Portrait arty : Fred le Chevalier, artiste des rues et des rêves

Comme bien des créateurs étiquetés un peu trop vite « street artistes« , Fred le Chevalier réfute cette appellation et s’affirme en tant que dessinateur. Nous l’avons rencontré à Belleville un matin de novembre, pour un petit-déjeuner goût interview. Portrait.

Des dessins d’enfant aux dessins… d’artiste

© Alyz Tale

 

On lui a donné rendez-vous un matin, tôt, aux Mésanges, un bistrot du 20ème arrondissement de Paris installé à deux pas de la galerie qui le représente, Eko Sato. Il arrive, un peu en retard (il vient de poster quelques dessins pour l’Australie !), commande un jus d’orange… Et nous raconte. Fred le Chevalier est né en 1973 dans une famille cultivée (un papa peintre, une maman lectrice) d’Angoulême, ville d’art et de BDs. Petit, comme tous les enfants, il dessine beaucoup. Puis, comme tous les adolescents, il arrête et vaque à d’autres occupations.

C’est à 33 ans, en croisant un jour le travail aux traits naïfs d’une artiste, Béatrice Myself, qu’il s’offre la possibilité de s’y remettre. Comme ça, l’air de rien, sans chercher l’exploit technique. Il retrouve alors en lui la spontanéité de ses dessins d’enfant. Et c’est ainsi qu’est né son style, si reconnaissable, et son univers peuplé de personnages amoureux, de rois, de reines, de nuages, de masques et de monstres. Une ligne fine, des courbes, un noir et blanc parfois interrompu de rouge vif, qu’il colle sur les murs ou décline en sérigraphies.

Les trajets sensibles d’un flâneur

© Fred le Chevalier

 

Coller sur les murs n’est pas pour lui le geste d’un street artiste ; il s’agirait plutôt de générosité.
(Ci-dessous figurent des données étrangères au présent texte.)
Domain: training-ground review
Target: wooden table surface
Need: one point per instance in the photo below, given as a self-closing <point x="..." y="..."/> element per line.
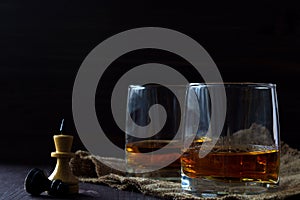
<point x="12" y="187"/>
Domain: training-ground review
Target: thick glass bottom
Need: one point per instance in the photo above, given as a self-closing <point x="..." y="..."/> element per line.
<point x="211" y="188"/>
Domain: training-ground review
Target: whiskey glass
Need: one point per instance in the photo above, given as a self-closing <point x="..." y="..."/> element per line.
<point x="239" y="151"/>
<point x="153" y="131"/>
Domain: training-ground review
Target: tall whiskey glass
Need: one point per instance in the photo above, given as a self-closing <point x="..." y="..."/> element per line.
<point x="242" y="156"/>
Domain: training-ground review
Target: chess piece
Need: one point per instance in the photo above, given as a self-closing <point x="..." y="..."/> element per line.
<point x="62" y="171"/>
<point x="37" y="182"/>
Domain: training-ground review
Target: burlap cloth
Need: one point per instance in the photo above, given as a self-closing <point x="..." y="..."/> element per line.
<point x="88" y="168"/>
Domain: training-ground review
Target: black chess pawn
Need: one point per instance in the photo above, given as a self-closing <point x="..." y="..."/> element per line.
<point x="37" y="182"/>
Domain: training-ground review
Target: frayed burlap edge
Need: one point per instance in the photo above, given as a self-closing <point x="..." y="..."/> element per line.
<point x="90" y="168"/>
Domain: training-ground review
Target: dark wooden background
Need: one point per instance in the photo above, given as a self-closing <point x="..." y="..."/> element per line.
<point x="43" y="43"/>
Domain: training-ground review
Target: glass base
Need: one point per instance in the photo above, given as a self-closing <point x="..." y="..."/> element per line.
<point x="212" y="188"/>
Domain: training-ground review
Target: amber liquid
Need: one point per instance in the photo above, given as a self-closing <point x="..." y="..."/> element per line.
<point x="137" y="159"/>
<point x="258" y="163"/>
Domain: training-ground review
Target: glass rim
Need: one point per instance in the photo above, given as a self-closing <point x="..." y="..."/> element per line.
<point x="235" y="84"/>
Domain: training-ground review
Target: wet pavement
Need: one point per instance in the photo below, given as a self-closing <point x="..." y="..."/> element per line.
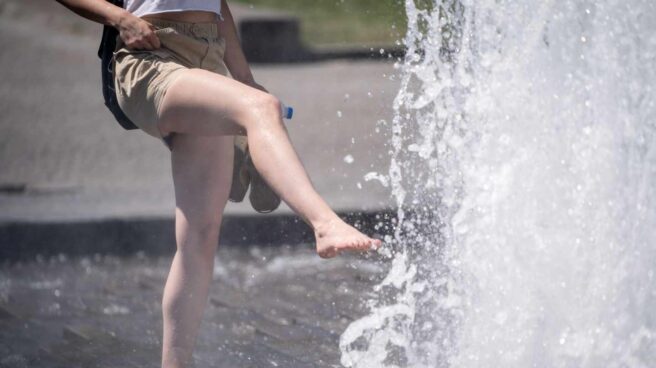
<point x="268" y="307"/>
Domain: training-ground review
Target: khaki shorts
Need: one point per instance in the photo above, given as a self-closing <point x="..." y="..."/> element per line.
<point x="141" y="77"/>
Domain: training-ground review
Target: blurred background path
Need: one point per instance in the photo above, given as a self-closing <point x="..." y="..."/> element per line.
<point x="64" y="159"/>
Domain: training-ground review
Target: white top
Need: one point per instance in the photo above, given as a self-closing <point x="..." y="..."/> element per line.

Ayant rapidement compris que lorsqu’il offrait un dessin à quelqu’un, celui n’était plus disponible pour les autres, Frédéric a songé à différents moyens de rendre ses œuvres accessibles. « Je fais promener mes dessins« , sourit-il, éclairant par là-même son amour des sérigraphies, des tatouages, des dessins collés sur les murs au fil de ses balades en ville, des minuscules reproductions sur de petits pin’s… De son passé de conseiller d’éducation, il garde un amour sincère pour la transmission et multiplie les collaborations avec les écoles, les collèges, les hôpitaux, les maisons d’arrêt ; il aime à faire dessiner toutes sortes de publics, avec qui il crée des projets variés (spectacles, fresques, dessins d’un jour…).

Ses personnages sont ainsi déclinés sur de nombreux supports et de nombreuses façons. Avec, toujours, une volonté poétique, qui s’exprime à travers des titres riches (« On ne pourra jamais te prendre ce que tu offres« , « En toi je me suis vu, en nous je me suis tu« ). Parmi ses obsessions, les monstres bienveillants et l’amour… Et, souvent, un même personnage, comme une sorte d’alter ego. « Je tente de dessiner quelqu’un qui essaie d’échapper au monde« , appuie-t-il avec émotion.

Pour ce qui est de la technique, Fred le Chevalier est adepte de simplicité. Tout débute sur des feuilles de petits et moyens formats (la plupart du temps, A4), qu’il photocopie et agrandit, parfois à taille humaine. Les murs de Belleville et de Ménilmontant connaissent bien ses amis noirs et blancs ; normal, c’est son quartier, là où il passe et repasse, le sac à dos plein de dessins, à coller sur son chemin. Son art est donc un art du quotidien, infusé de son amour du punk, culture de la débrouille ; « on fait avec ce qu’on est capable de faire« .

Pour finir, un conseil de Parisien ? Le restaurant végétarien Thien Hang, installé au 14 rue Bichat dans le 10ème arrondissement, sa cantine. Autres adresses fétiches, l’Italien CiaoGnari, 333 Rue des Pyrénées, la Halle Saint-Pierre et ses expositions d’art singulier, et le vendeur de films et de livres atypiques Hors-Circuits, au 4 rue de Nemours dans le 11ème arrondissement.